Alors vous pensez bien, avec une telle formule explosive, eh ben gagné, ça fait pétard mouillé. The Fifth Estate est sorti aux Etats Unis ce week end, et gros, gros flop qui fait tâche sur le CV de, ben (“ben” l’interjection, pas “Ben” le diminitutif de…Nevermind) tout le monde, Benedict y compris (ah ben si. Ah ben Ben si) (oh, ça va, j’ai le droit de rigoley). C’est d’ailleurs ce sur quoi la plupart des articles relatant le retour de bâton se penchent, savoir si vraiment, ça va faire la différence…Sachant que les prochains films ne sont ni polémiques ni réalisés par une bande de babouins qui bouffent des billets verts (12 Years A Slave, August : Osage County, The Hobbit) et qu’il y a toujours le trèèèèèès attendu Sherlock saison trois.

Mais bon, là ou c’est vraiment, vraiment marrant, c’est de voir les réactions de la population Cumberbitchienne (décidément, quel humour, Axy) qui joue les schizophrènes : mais non, Benedict ne sera pas touché, mais alors de l’autre côté, que Julian soit touché et se rebiffe fait de lui le pire des enflures. Et puis forcément, les chances d’oscar étant réduite à zéro, elles sont choquées, elles tweetent des trucs du genre ‘y’a plus de talent dans ses plombages/poils de nez que dans tout Hollywood’ et elles se roulent en boule et tapent du pied.

caliméroBon, remettons les choses à plat.
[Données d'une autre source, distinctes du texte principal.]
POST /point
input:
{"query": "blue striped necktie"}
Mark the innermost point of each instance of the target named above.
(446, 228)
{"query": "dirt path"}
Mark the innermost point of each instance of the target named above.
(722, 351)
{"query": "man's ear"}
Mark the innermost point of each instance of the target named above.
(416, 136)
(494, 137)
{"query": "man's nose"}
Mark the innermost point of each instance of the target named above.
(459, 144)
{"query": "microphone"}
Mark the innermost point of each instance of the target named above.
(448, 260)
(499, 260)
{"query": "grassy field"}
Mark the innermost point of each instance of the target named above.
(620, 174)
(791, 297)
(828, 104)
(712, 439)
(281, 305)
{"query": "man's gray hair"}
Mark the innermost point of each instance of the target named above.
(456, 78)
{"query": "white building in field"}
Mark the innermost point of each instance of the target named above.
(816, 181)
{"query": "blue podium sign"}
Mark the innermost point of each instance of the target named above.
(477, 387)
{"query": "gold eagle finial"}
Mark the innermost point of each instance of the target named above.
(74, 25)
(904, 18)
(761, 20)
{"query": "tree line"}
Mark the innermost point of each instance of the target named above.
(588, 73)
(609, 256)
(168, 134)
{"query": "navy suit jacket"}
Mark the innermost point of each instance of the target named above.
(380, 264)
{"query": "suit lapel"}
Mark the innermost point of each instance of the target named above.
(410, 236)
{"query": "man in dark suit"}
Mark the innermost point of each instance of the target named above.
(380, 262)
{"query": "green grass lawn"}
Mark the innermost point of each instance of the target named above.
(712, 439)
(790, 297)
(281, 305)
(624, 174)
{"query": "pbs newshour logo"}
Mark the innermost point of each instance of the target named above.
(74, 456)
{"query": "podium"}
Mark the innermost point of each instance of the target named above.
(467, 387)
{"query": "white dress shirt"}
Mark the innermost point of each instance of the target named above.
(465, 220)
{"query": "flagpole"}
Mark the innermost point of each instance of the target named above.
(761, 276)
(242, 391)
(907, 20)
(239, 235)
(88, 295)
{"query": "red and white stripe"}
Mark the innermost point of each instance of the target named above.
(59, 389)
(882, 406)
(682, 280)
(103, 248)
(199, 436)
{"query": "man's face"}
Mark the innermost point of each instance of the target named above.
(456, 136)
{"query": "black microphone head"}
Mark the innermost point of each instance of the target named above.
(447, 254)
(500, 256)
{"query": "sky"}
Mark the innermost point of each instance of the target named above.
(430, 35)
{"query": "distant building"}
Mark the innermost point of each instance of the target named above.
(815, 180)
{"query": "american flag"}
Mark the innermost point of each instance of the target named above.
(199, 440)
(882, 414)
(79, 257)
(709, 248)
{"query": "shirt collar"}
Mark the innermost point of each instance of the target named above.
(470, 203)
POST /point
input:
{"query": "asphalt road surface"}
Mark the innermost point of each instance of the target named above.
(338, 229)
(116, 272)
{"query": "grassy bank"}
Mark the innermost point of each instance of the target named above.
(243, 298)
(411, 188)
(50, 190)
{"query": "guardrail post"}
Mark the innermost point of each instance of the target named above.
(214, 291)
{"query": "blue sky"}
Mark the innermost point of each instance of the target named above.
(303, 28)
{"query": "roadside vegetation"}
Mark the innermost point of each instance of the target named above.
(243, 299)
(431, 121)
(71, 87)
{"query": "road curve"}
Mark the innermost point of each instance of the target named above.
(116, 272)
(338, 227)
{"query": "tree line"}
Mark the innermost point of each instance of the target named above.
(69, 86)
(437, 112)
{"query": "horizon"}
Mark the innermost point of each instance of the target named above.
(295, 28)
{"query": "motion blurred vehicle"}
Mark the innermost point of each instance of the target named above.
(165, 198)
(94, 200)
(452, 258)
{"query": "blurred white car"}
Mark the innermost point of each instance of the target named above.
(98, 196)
Si Benedict n’a pas l’oscar cette année, c’est pas grave, hein, on va s’en remettre et lui aussi. Des acteurs magnifiques (au sens du talent, hein) et qui le méritent (depuis une histoire de bateau qui se prend un iceberg) ne l’ont toujours pas, et SURPRISE, ils ont continué de faire des films, et mieux, ils ont même fait des films encore meilleurs. A croire que ne pas avoir d’oscar ça rend plus enragé et plus inspiré…Et pas la peine d’en vouloir à la terre entière quand il n’aura pas de nominations dans quelques mois, les mecs qui s’y retrouveront seront tout aussi talenteux, et surtout, eux, ils auront fait le bon choix. Ensuite, si Assange se venge-et bordel, il y va quand même léger pour un mec qui pourrait pourrir la vie de Benedict salement-peut être que c’est parce que de se voir diabolisé dans un film qui a été fait sans le consulter, il a apprécié moyen moyen. Peut être.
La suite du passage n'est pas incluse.